Serializes a value as JSON and writes it to localStorage.
This is how experimentation works when integrating with the AdeptMind HPDP experience.
This library is designed for a two-tier experimentation pattern:
Tier 1 — AMT script buckets am_hpdp at page load. If true, HPDP overlay is activated. The assignment is written to window.adeptmind_ab_testing so Tier 2 can read it.
Tier 2 — Host PDP's Alloy script (Adobe Target) runs post-hydration and reads window.adeptmind_ab_testing["am_hpdp"]:
true— use default splits for other Adobe Target experiments (HPDP overlays the page, so these splits don't affect the HPDP experience)false— proceed with regular experiment splits on the native PDP (can proceed as if HPDP experiment does not exist)
// Tier 1 — AMT script at page load
import { getBucketedValue, parseEnvPct } from "@adeptmind/ab-testing";
const pct = parseEnvPct(process.env.REACT_APP_HPDP_PCT);
const shouldOverlayHPDP = getBucketedValue("ab-tests", "am_hpdp", pct);
// window.adeptmind_ab_testing === { "am_hpdp": true }
if (shouldOverlayHPDP) {
overlayHpdp();
}
// Tier 2 — Adobe Target audience rule (post-hydration):
if (window.adeptmind_ab_testing["am_hpdp"] === true){
// → lock target splits to a consistent default set. This ensures
// that HPDP does not affect other ongoing experiment data
} else {
// → regular experiment splitting logic as if HPDP does not exist
}First visit:
1. Read localStorage["ab-tests"] → null (empty)
2. Draw random number, compare to pctTrue → true
3. Write localStorage["ab-tests"] → { "am_hpdp": true }
4. Set window.adeptmind_ab_testing["am_hpdp"] = true
5. Return true → Tier 1 activates HPDP overlay
6. Tier 2 (Adobe Target) reads window.adeptmind_ab_testing["am_hpdp"]
→ true → lock target splits to default set
Second visit:
1. Read localStorage["ab-tests"] → { "am_hpdp": true }
2. Key "am_hpdp" exists → skip random draw
3. Set window.adeptmind_ab_testing["am_hpdp"] = true
4. Return true → same experience as first visit
All experiments under the same storageKey are stored in a single JSON object. Adding a new experiment never overwrites existing assignments.
Pass 50 as the pctTrue parameter:
const inExperiment = getBucketedValue("ab-tests", "my-experiment", 50);The first call writes the assignment to localStorage. Every subsequent call reads from localStorage and returns the stored value — the random draw only happens once.
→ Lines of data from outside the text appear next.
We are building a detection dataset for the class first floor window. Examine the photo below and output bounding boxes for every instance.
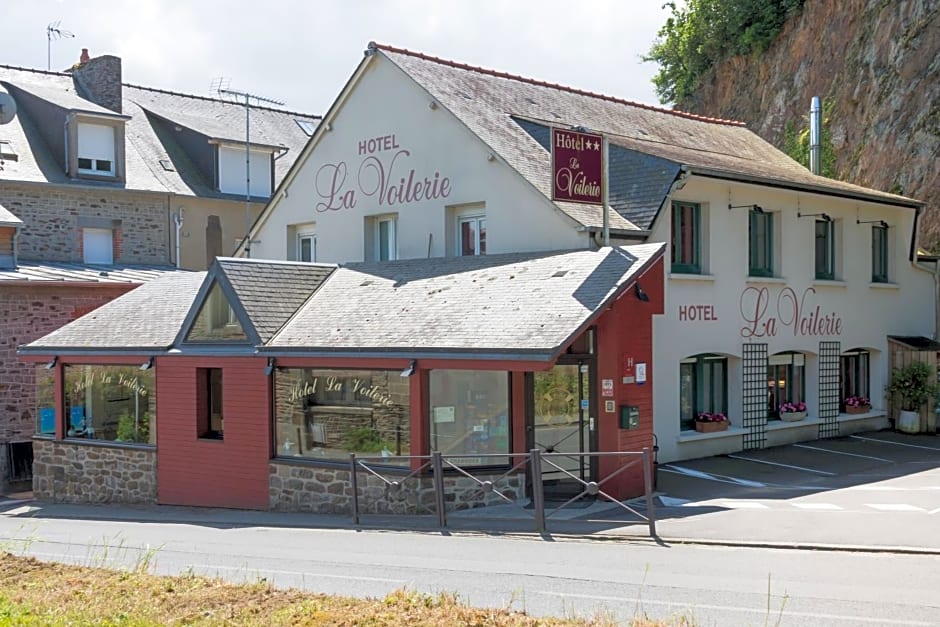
[297,233,317,261]
[196,368,224,440]
[274,368,412,465]
[428,370,510,466]
[871,225,888,283]
[82,227,114,265]
[767,353,806,419]
[839,350,871,403]
[679,354,728,430]
[748,209,774,276]
[457,215,486,256]
[671,202,702,274]
[63,365,156,444]
[815,220,836,279]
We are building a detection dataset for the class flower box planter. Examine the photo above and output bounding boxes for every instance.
[695,420,730,433]
[780,411,806,422]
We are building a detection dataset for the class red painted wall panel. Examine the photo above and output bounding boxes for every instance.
[156,356,271,509]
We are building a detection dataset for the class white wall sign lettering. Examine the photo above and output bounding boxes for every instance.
[316,133,451,213]
[741,286,842,338]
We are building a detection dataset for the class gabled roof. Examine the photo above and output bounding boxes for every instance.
[265,244,664,360]
[0,65,320,198]
[21,244,665,361]
[216,257,336,344]
[367,43,921,229]
[19,272,206,354]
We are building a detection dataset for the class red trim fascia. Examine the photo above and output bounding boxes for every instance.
[369,41,747,126]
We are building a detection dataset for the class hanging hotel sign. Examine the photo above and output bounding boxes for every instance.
[741,286,842,338]
[552,127,604,205]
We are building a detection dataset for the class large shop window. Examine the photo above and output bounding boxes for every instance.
[36,364,55,435]
[839,350,871,403]
[274,368,411,465]
[63,365,156,444]
[871,226,888,283]
[767,353,806,419]
[679,354,728,430]
[672,202,702,274]
[815,220,836,279]
[430,370,510,466]
[748,209,774,276]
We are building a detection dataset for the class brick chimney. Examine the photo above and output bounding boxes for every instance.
[71,48,122,113]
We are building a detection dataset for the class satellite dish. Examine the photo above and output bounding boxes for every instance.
[0,89,16,124]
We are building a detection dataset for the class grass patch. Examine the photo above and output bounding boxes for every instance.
[0,553,688,627]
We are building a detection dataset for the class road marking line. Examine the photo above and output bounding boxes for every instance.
[865,503,924,512]
[793,444,894,464]
[728,455,836,477]
[849,435,940,453]
[791,503,842,511]
[534,590,934,627]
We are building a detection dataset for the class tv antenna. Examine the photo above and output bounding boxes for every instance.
[46,20,75,70]
[219,86,284,259]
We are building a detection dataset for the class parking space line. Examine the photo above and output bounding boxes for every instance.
[793,444,894,464]
[849,435,940,453]
[728,455,836,477]
[865,503,924,512]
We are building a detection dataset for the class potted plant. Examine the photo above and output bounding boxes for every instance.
[780,401,806,422]
[695,411,731,433]
[888,361,937,433]
[843,396,871,414]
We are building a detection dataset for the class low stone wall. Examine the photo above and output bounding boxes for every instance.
[33,438,157,504]
[268,461,525,515]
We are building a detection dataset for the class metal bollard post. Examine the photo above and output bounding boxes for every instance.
[431,451,447,529]
[349,453,359,525]
[643,447,656,538]
[529,448,545,533]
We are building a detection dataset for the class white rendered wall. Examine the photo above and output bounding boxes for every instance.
[252,56,589,262]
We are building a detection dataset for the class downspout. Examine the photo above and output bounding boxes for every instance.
[173,207,183,269]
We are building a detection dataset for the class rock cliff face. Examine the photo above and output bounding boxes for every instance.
[676,0,940,250]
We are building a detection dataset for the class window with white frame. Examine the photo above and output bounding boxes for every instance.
[679,354,728,430]
[82,227,114,265]
[77,122,116,176]
[457,214,486,257]
[219,146,272,198]
[297,232,317,261]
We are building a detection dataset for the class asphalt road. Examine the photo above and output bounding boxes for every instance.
[0,506,940,626]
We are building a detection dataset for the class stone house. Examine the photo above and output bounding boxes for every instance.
[0,51,319,489]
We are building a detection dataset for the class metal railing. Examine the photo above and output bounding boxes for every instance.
[349,448,656,537]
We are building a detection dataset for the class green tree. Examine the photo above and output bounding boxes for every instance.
[643,0,804,104]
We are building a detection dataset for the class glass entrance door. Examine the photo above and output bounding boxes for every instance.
[528,362,595,499]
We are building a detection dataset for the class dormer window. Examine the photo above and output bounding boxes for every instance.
[76,122,116,176]
[218,144,274,198]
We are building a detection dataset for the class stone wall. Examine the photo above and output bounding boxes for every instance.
[270,461,525,515]
[0,283,136,452]
[33,438,157,504]
[0,182,171,265]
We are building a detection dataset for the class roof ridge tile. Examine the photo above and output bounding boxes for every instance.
[368,41,746,126]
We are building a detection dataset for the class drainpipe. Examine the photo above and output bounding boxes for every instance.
[809,96,822,174]
[173,207,183,268]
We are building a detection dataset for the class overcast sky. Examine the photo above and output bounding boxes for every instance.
[0,0,668,114]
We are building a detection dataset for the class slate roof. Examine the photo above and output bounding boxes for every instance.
[369,43,921,229]
[0,260,184,287]
[217,257,336,342]
[19,272,206,354]
[0,65,320,198]
[266,244,664,359]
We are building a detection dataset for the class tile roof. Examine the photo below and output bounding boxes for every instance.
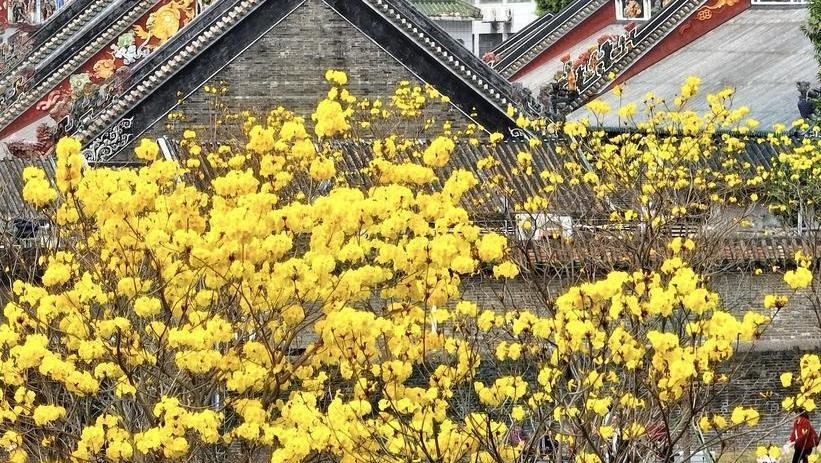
[80,0,533,161]
[486,0,612,78]
[520,233,821,271]
[571,8,818,129]
[411,0,482,19]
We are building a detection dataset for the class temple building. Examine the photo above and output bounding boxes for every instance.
[492,0,818,129]
[0,0,821,448]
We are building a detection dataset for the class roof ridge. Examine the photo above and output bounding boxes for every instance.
[0,0,110,88]
[0,0,158,131]
[486,0,610,78]
[77,0,536,161]
[571,0,708,110]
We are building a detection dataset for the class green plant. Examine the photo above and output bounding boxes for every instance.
[536,0,571,15]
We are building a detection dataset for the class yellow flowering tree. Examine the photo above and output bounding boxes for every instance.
[0,71,803,463]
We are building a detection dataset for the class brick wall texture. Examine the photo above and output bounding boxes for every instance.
[139,0,468,141]
[463,272,821,448]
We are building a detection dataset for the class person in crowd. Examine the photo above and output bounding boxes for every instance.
[790,408,818,463]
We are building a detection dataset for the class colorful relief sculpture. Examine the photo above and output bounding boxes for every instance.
[0,0,207,158]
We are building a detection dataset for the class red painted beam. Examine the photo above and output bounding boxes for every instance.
[602,0,750,86]
[510,0,616,82]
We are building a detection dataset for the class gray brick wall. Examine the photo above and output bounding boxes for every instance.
[140,0,468,141]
Yes. Use the same storageKey with different experimentName values. Each experiment is tracked independently:
const showNewNav = getBucketedValue("ab-tests", "new-nav", 50);
const showNewFooter = getBucketedValue("ab-tests", "new-footer", 30);Remove the assignment from localStorage:
localStorage.removeItem("ab-tests");This clears all experiments under that key. To clear a single experiment, read the object, delete the key, and write it back:
const stored = JSON.parse(localStorage.getItem("ab-tests") ?? "{}");
delete stored["my-experiment"];
localStorage.setItem("ab-tests", JSON.stringify(stored));Adobe Target (Tier 2) runs after page hydration via the host PDP's Alloy script. By that point, getBucketedValue has already written bucket assignments to window.adeptmind_ab_testing. Adobe Target reads window.adeptmind_ab_testing["am_hpdp"] in its audience rules: if true, it applies default splits for its own experiments (since HPDP overlays the page anyway); if false, it proceeds with regular experiment splits on the native PDP.
No — this library depends on localStorage, which is only available in the browser. For server-side rendering, bucket on the server using a different mechanism (e.g., cookie-based or user-ID-based hashing) and pass the assignment to the client.
Use parseEnvPct to safely parse the env var:
const pct = parseEnvPct(process.env.REACT_APP_FEATURE_PCT);
const showFeature = getBucketedValue("ab-tests", "my-feature", pct);This throws at startup if the env var is missing or invalid, so you catch configuration errors early.